Kristen North will retire as a National Board-certified teacher. And that makes her very happy.
Excellence in teaching is all-important to North, a career and technical education teacher at Minooka Community High School District #111. And a National Board certification measures exactly that.
But excellence in teaching does not mean perfection, North said. It does not mean zero errors or mistakes, she said. It does mean plenty of self-evaluation, she said.
“This is the epitome of what a good teacher is: that you take the time to reflect on what you did after you’re done teaching it, that you’re willing to make changes and willing to take risks to try new things and not do the same thing year after year after year,” North said.
This is important, North said, because nothing stays the same, not teaching methods, not curriculum, she said.
North said she became determined to achieve her National Board certification about 12 years ago. She had taken a master cohort program that was “touted” as “leading to National Board certification.”
So in 2011, North applied for a state grant to cover most of the registration cost, which is currently $1,900, according to the National Board website. North’s mentor was a science teacher, but North also reached out to an Illinois agriculture teachers group for additional support, she said.
North said the main concept she learned while earning her NBCT is the difference between a learner-centered classroom and a teacher-centered classroom. Some people think a learner-centered classroom means students take charge of the classroom or subject matter. But that’s not true, North said.
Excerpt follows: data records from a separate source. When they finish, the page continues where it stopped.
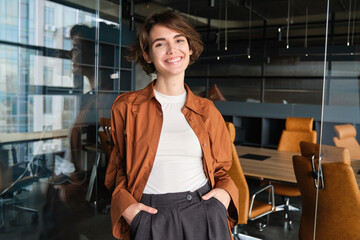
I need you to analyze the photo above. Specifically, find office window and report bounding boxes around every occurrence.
[44,35,53,48]
[44,6,54,25]
[63,38,72,51]
[63,96,73,111]
[63,7,76,27]
[62,59,72,77]
[43,66,53,85]
[0,1,131,239]
[0,1,18,42]
[28,96,34,132]
[42,125,52,131]
[20,1,28,18]
[43,96,52,114]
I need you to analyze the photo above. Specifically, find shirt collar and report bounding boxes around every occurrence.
[133,80,205,116]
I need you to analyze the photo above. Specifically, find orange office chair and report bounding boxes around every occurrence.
[262,117,317,230]
[278,117,317,152]
[333,124,360,159]
[98,118,113,158]
[96,118,113,213]
[225,122,275,238]
[293,142,360,240]
[0,160,40,230]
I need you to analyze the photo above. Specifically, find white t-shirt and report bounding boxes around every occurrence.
[143,90,208,194]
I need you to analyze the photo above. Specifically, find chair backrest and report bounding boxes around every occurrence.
[333,124,360,159]
[98,118,113,157]
[293,142,360,240]
[225,122,250,225]
[208,84,227,101]
[0,163,11,192]
[278,117,317,152]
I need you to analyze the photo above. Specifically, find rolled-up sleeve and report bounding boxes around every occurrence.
[105,103,137,239]
[208,102,239,226]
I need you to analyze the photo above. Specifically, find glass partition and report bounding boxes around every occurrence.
[0,0,134,239]
[183,1,359,239]
[317,1,360,239]
[0,0,358,239]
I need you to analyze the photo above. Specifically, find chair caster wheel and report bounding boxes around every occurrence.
[258,222,266,231]
[284,220,293,231]
[31,213,39,224]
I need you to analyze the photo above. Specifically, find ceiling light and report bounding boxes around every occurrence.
[351,0,357,45]
[286,0,291,50]
[248,0,252,59]
[278,27,282,42]
[225,0,228,51]
[304,1,308,48]
[209,0,215,7]
[347,0,352,46]
[217,0,222,51]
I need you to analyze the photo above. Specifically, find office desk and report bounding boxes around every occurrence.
[0,129,68,145]
[236,145,360,187]
[236,145,298,183]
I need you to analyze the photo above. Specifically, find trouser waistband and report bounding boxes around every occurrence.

In learner-centered classrooms, teachers are facilitators, not lecturers, and students are actively engaged in learning, North said. Learner-centered classrooms encourage students to ask questions, brainstorm and engage in dialogue, North said.
North registered to take the test in the spring of 2012 and waited months for her entries to be assessed. She passed on her first try, even though she was told most don’t pass in that first year, even though most teachers have to reassess their scores and try again, she said. North was one of the fortunate ones.
“So there I was, up at 5 a.m., refreshing my computer constantly — waiting,” North said in a written statement. “When my computer finally refreshed to show my scores, I started screaming.”
She received her recertification in 2022, which shows she is “willing to change and grow constantly,” she said.
“To me, this designation is worth more than any degree a person can earn because this is my recognition of my teaching abilities, not some paper I wrote, but what I actually do in the classroom,” North said in a written statement. “I’ve earned two master’s and am working on a doctoral degree, but these degrees are simply following a set of courses to learn about various parts of education. The National Board process is a look into me as a teacher. I’m proud to say I am a National Board-certified teacher.”
The National Board, a nonprofit established in 1987, “was designed to develop, retain and recognize accomplished teachers and to generate ongoing improvement in schools nationwide,” according to its website.
To that end, it maintains “high and rigorous standards for what accomplished teachers should know and be able to do,” provides “a national voluntary system certifying teachers who meet these standards,” and advocates for related education reform to integrate National Board certification in U.S. education, the website also said.